The revelations come at a critical time as the nation deals with a dramatic spike in case rates, hospitalizations and deaths. It’s more important than ever that we follow the rules, the public is told. But when the same leaders aren’t following the guidelines themselves, their credibility is shattered and it makes it harder to trust that their guidance is solid.
Kim Elsbach, a professor of management at the University of California, Davis and Newberry chair in leadership, said consistency is critical to believing someone has integrity.
The Mea Culpas Have Been Across the Board, or Not at All
“One of the primary reasons people choose the leaders they do is because they believe they have ideals they can count on,” she said. “People are really stressed out by what they call uncertainty — not knowing what’s going to happen today, tomorrow or yesterday.
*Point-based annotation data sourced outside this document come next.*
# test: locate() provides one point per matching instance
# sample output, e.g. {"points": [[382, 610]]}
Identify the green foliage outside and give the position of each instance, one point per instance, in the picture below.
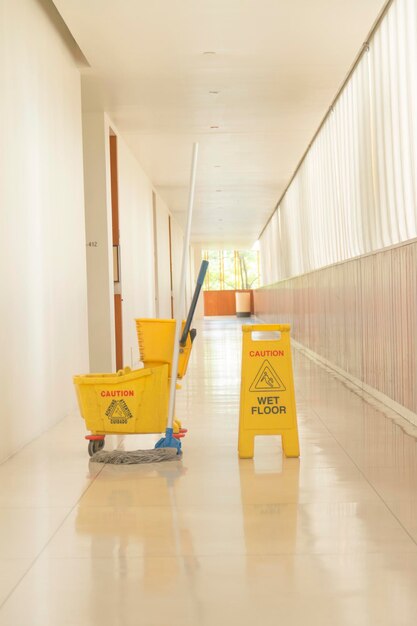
{"points": [[232, 269]]}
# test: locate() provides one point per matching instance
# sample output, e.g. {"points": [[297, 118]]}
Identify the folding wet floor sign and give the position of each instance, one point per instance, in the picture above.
{"points": [[267, 400]]}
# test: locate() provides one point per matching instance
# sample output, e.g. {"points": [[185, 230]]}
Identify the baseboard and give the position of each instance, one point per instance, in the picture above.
{"points": [[397, 412]]}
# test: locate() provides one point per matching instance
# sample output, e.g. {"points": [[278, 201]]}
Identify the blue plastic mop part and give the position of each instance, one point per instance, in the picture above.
{"points": [[169, 441]]}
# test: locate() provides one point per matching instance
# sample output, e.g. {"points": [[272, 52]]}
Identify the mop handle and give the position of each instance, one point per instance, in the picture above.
{"points": [[181, 292], [200, 281]]}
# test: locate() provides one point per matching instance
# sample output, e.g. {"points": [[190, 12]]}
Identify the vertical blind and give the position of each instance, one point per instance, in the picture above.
{"points": [[356, 189]]}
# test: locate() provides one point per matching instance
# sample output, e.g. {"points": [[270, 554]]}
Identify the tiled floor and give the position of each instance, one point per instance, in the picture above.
{"points": [[326, 540]]}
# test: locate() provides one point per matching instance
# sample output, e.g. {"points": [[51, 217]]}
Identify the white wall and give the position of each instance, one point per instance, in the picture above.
{"points": [[43, 311], [98, 227], [163, 260], [177, 243], [136, 246]]}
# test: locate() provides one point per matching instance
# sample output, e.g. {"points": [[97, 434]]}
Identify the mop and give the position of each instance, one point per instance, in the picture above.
{"points": [[168, 448]]}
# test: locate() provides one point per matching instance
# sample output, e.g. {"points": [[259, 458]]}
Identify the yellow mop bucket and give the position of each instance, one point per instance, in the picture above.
{"points": [[127, 402], [156, 343]]}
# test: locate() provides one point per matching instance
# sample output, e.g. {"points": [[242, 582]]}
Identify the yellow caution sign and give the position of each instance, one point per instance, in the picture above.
{"points": [[267, 401]]}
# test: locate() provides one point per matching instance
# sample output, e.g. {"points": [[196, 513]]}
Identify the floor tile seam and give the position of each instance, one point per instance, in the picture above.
{"points": [[364, 476], [44, 547], [230, 556]]}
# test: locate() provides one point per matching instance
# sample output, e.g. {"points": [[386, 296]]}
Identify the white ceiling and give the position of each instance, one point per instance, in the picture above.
{"points": [[277, 67]]}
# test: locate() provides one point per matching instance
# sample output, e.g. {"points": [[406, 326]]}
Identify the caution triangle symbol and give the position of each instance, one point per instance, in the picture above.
{"points": [[267, 379], [118, 411]]}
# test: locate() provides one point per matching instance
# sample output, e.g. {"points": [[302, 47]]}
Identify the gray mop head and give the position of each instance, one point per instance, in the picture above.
{"points": [[119, 457]]}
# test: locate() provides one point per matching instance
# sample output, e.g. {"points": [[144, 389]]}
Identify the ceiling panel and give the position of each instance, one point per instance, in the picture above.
{"points": [[250, 80]]}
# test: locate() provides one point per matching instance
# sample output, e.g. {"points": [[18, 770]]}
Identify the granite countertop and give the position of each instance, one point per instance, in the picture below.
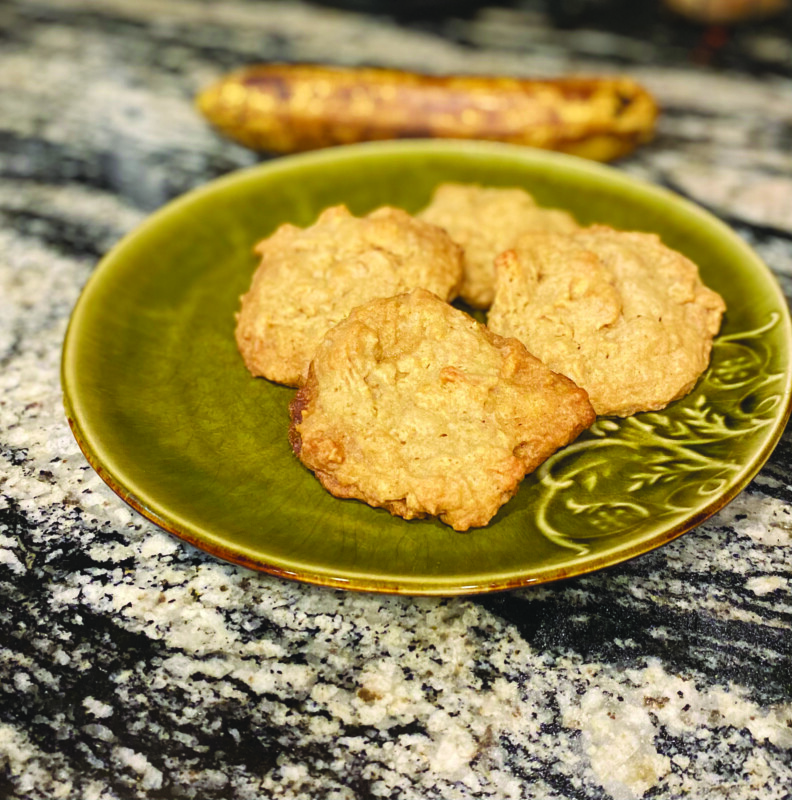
{"points": [[134, 666]]}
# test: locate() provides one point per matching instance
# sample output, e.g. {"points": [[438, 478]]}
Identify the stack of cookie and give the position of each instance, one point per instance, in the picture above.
{"points": [[407, 402]]}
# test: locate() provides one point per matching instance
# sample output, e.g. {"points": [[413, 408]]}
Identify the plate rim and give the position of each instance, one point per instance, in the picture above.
{"points": [[203, 540]]}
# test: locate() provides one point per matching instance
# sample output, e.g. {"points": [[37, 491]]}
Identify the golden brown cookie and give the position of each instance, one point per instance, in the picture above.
{"points": [[619, 313], [309, 279], [413, 406], [486, 221]]}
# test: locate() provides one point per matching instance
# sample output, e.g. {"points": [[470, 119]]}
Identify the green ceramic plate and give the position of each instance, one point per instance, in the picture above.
{"points": [[164, 410]]}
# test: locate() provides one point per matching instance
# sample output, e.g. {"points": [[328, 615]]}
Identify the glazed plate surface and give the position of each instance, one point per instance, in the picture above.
{"points": [[164, 410]]}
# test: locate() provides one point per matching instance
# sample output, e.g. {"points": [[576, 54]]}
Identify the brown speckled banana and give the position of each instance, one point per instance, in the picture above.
{"points": [[285, 108]]}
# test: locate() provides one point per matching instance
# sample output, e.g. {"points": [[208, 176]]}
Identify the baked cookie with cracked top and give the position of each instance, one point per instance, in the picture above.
{"points": [[413, 406], [311, 278], [622, 315], [485, 221]]}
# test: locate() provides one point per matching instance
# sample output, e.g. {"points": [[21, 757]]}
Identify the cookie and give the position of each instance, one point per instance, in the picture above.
{"points": [[485, 221], [309, 279], [619, 313], [413, 406]]}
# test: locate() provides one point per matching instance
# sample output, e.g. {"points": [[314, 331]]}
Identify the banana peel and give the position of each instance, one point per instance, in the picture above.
{"points": [[288, 108]]}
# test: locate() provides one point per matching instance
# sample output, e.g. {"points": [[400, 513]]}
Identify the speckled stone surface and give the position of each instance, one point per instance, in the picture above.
{"points": [[132, 666]]}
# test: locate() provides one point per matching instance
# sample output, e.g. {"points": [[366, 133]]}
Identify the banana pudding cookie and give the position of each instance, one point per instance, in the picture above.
{"points": [[486, 221], [413, 406], [619, 313], [311, 278]]}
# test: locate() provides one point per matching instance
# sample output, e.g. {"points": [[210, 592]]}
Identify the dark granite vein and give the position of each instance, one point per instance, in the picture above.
{"points": [[134, 666]]}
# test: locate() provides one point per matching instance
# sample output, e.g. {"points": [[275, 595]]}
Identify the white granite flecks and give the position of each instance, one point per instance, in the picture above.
{"points": [[134, 666]]}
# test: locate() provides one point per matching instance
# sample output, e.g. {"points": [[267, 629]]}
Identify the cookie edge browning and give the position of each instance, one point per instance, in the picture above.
{"points": [[251, 347], [581, 419], [511, 264]]}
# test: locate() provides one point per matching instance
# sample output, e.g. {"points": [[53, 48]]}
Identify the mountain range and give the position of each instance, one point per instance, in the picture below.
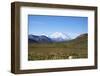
{"points": [[55, 37]]}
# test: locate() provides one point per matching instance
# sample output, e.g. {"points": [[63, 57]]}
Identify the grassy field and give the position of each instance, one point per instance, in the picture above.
{"points": [[76, 48]]}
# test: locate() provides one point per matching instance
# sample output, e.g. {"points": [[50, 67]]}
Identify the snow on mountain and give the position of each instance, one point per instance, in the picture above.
{"points": [[58, 36]]}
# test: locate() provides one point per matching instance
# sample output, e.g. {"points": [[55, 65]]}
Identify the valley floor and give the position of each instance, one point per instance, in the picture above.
{"points": [[53, 51]]}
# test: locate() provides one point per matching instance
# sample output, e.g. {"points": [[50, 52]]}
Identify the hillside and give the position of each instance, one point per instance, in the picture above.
{"points": [[59, 50]]}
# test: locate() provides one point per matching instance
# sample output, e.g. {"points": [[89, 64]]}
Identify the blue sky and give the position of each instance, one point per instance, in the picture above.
{"points": [[44, 24]]}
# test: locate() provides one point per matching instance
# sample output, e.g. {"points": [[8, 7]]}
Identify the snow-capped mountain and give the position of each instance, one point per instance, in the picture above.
{"points": [[58, 37]]}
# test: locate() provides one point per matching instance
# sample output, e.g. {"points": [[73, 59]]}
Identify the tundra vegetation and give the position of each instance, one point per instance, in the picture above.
{"points": [[72, 49]]}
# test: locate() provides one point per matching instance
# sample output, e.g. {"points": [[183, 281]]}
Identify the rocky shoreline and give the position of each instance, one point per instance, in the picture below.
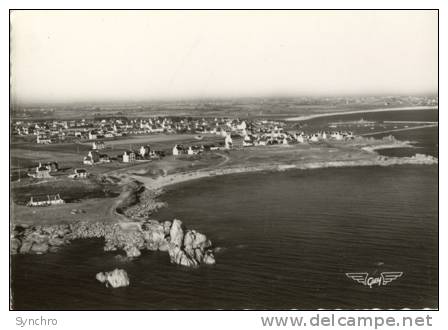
{"points": [[185, 247]]}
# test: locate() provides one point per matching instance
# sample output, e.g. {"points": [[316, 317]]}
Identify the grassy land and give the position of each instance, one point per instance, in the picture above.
{"points": [[98, 197]]}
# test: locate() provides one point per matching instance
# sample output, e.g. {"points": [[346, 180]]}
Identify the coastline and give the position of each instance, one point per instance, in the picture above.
{"points": [[349, 112], [173, 179]]}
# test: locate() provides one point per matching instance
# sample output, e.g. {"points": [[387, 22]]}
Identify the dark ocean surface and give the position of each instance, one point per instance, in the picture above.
{"points": [[286, 241]]}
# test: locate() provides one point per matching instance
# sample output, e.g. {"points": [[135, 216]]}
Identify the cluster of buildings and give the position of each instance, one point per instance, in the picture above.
{"points": [[57, 131], [45, 201], [279, 136], [42, 171], [144, 152]]}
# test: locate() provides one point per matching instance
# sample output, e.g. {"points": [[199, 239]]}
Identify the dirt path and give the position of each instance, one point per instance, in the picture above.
{"points": [[400, 129]]}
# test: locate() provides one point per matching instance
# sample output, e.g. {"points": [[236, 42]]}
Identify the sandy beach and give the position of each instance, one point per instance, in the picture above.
{"points": [[308, 117]]}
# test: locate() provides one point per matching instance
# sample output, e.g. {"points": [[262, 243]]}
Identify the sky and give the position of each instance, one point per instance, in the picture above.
{"points": [[68, 56]]}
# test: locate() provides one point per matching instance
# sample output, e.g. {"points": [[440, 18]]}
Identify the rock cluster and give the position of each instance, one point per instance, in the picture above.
{"points": [[116, 278], [146, 206], [185, 247]]}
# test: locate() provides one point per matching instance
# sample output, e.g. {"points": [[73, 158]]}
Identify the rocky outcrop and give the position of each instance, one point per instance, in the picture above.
{"points": [[185, 247], [116, 278]]}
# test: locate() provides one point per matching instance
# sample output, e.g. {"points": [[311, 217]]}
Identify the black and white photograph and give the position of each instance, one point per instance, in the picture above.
{"points": [[205, 160]]}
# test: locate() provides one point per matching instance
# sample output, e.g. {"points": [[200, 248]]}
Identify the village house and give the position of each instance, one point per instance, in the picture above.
{"points": [[43, 139], [228, 143], [92, 135], [128, 157], [98, 145], [43, 171], [79, 173], [177, 150]]}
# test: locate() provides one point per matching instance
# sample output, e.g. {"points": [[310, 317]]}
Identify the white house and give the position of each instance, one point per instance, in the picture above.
{"points": [[175, 150], [228, 141]]}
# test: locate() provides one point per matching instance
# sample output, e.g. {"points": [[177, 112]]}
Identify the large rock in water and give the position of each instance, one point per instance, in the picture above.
{"points": [[116, 278], [176, 233]]}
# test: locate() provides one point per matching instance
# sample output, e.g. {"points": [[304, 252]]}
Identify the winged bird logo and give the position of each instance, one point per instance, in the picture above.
{"points": [[365, 279]]}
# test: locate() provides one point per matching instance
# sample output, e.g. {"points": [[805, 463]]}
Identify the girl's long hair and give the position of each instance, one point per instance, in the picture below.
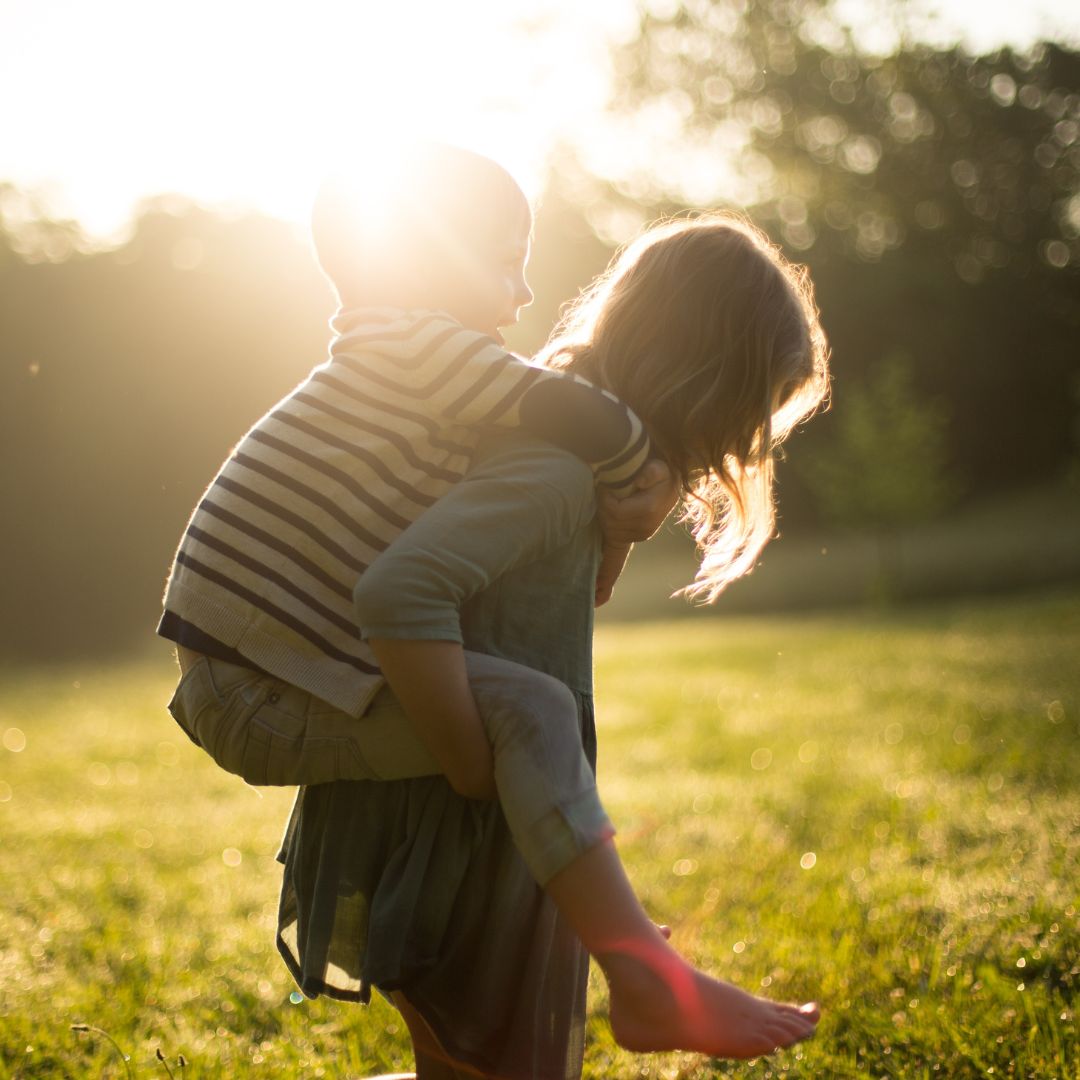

When we choose leaders, we really want them to be consistent over time, especially in their values, their morals or their ideals.”
The mea culpas have been across the board, or not at all.
Newsom quickly apologized, saying he “made a bad mistake” but noting the gathering was outdoors. Within days, photos emerged showing the group in a room that was enclosed on three sides with a sliding glass door on the other, maybe meeting the technical definition of outdoors, but perhaps not the spirit.
Breed’s dinner was apparently in the same kind of room, the San Francisco Chronicle reported, which her spokesman noted was allowed in Napa County at that time, though she shuttered indoor dining in her own city three days later. She never rescinded the pandemic rule of six people-per-table. But there has not been an apology.
Liccardo, in San Jose, apologized quickly and pledged “to do better.”
While a spokesperson for LA County Supervisor Sheila Kuehl acknowledged her outdoor dinner, there was no “I’m sorry” either. And earlier in the pandemic, when surveillance cameras showed U.S. House Speaker Nancy Pelosi getting a blowout when San Francisco hair salons were closed, she declined to apologize too, arguing she was set up by the conservative salon owner.
Experts said that acknowledging your mistake and apologizing quickly are key to moving on from a political crisis.
“It’s better to just say ’I screwed up, it was dumb, I’m sorry, and it’s important that we follow these guidelines,’ ” Elsbach said. “It only takes one event to lose that trust, that inconsistency, and it takes a long time to regain it.”
How can they move on in the midst of a crisis?
“I would say to absolutely be on their best behavior from now on,” Jackson said.